0
votes

We are using oracle jvm 1.8 64bit in linux.

We know jmap can get jvm heap dump:

jmap -F -dump:format=b,file=***filepath*** ***pid***

But it's slow.

We know with JVisualVM and JConsole connecting to JMX can also get a heap dump, and it's very quick. But they are with GUI.

However, in our product environment, there is no GUI. And no machine with GUI can access that environment.

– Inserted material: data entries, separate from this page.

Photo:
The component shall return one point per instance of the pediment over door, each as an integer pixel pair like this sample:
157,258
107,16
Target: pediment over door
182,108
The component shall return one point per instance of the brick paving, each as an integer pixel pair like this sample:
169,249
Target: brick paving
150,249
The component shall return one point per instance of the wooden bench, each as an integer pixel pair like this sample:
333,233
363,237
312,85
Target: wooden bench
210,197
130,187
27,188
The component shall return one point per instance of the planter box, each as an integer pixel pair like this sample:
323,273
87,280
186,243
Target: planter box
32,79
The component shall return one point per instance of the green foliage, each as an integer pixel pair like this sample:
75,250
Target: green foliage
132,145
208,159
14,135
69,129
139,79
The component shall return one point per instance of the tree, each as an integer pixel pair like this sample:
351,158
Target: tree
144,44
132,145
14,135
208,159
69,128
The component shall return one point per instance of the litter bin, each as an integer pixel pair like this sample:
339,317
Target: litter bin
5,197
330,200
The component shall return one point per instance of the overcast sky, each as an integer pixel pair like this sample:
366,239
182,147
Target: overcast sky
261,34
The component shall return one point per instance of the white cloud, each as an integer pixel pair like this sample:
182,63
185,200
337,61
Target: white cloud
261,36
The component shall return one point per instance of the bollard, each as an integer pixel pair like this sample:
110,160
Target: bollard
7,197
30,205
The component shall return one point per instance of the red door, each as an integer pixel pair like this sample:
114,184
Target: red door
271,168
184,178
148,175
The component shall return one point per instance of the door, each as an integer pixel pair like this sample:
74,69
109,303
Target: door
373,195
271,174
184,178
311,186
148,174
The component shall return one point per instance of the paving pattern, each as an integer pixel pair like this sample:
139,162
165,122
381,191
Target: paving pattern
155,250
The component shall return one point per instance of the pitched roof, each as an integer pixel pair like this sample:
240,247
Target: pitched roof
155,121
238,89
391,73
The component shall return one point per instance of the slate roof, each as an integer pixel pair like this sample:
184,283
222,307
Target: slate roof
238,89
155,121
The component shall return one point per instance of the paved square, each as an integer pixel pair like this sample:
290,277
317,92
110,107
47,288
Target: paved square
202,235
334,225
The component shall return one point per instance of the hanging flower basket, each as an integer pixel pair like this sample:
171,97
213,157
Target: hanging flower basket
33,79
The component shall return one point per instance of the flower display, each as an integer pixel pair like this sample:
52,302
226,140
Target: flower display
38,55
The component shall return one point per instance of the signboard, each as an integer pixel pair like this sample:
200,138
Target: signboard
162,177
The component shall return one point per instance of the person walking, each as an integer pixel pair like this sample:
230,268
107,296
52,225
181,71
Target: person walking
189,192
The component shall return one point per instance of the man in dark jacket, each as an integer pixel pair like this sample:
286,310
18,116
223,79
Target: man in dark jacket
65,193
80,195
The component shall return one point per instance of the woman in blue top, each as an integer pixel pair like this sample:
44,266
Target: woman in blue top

So our question is - Can JVisualVM and JConsole support a command line to do heap dump? Or Is there a command line method to get a jvm heap dump besides jmap?

We tried today -

1, using jvisualvm(remote jmx), we can get heap dump successfully

2, using jmap without -F option, the dump failed:

[root@panda01 ~]# jmap -dump:format=b,file=/tmp/heapdump.31941.hprof 31941

31941: Unable to open socket file: target process not responding or HotSpot VM not loaded

The -F option can be used when the target process is not responding

3, using jmap with -F option, the dump successfully, but slow:

[root@panda01 ~]# jmap -F -dump:format=b,file=/tmp/heapdump.31941.hprof 31941

Attaching to process ID 31941, please wait...

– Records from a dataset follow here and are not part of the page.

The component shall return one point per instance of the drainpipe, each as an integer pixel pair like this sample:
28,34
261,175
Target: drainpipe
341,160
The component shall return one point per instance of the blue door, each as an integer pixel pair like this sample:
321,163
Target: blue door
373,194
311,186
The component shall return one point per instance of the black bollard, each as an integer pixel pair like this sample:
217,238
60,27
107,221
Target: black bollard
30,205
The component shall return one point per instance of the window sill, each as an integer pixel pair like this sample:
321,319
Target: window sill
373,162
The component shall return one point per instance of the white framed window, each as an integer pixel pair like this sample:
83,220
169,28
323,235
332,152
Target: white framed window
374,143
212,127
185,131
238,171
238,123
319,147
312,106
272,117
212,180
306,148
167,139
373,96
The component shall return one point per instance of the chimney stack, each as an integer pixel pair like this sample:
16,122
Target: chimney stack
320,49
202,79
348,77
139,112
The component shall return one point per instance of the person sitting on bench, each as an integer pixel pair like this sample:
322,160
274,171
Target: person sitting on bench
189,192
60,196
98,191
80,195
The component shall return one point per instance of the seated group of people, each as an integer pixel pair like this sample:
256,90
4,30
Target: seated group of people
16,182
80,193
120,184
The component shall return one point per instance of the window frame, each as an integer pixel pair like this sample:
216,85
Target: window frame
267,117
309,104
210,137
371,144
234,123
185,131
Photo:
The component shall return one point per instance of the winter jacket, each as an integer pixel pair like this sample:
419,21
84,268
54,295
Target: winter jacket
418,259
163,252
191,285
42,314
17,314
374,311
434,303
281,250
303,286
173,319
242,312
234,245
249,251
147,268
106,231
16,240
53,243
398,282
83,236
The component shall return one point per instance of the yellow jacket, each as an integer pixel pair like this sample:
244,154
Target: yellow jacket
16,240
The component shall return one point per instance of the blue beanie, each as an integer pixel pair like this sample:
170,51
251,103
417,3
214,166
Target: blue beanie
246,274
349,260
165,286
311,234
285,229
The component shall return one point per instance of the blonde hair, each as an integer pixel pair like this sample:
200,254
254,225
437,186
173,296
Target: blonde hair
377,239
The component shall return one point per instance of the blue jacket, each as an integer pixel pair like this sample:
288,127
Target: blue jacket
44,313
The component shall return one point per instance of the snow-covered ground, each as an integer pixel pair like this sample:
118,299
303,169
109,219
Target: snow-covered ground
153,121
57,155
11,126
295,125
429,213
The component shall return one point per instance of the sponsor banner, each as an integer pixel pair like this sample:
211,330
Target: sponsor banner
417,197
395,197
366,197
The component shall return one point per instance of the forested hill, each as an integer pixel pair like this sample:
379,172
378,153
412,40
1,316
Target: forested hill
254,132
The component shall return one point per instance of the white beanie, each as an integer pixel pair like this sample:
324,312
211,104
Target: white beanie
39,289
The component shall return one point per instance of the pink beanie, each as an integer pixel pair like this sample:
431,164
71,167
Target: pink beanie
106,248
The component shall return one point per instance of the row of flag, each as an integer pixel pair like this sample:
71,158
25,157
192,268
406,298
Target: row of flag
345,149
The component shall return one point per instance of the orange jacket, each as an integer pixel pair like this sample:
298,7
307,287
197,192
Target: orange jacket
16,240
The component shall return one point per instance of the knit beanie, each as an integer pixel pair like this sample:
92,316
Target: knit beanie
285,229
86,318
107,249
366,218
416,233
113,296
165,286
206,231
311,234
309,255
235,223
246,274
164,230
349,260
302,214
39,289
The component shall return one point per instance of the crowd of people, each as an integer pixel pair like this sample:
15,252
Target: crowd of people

Debugger attached successfully.

Server compiler detected.

JVM version is 25.92-b14

Dumping heap to /tmp/heapdump.31941.hprof ...

Heap dump file created

And we notice the result(2 .hprof files). The file dump with jvisualvm(called first dump) is smaller than the file dump with jmap -F(called 2nd dump). View with jvisualvm, the instance count and size in the 1st dump are much less than the ones in the 2nd dump.

1

1 Answers

1
votes

Use jmap without -F option - it will be a way faster.

The difference is described in this answer.

Note that without -F jmap should be run under the same user/group as the target process.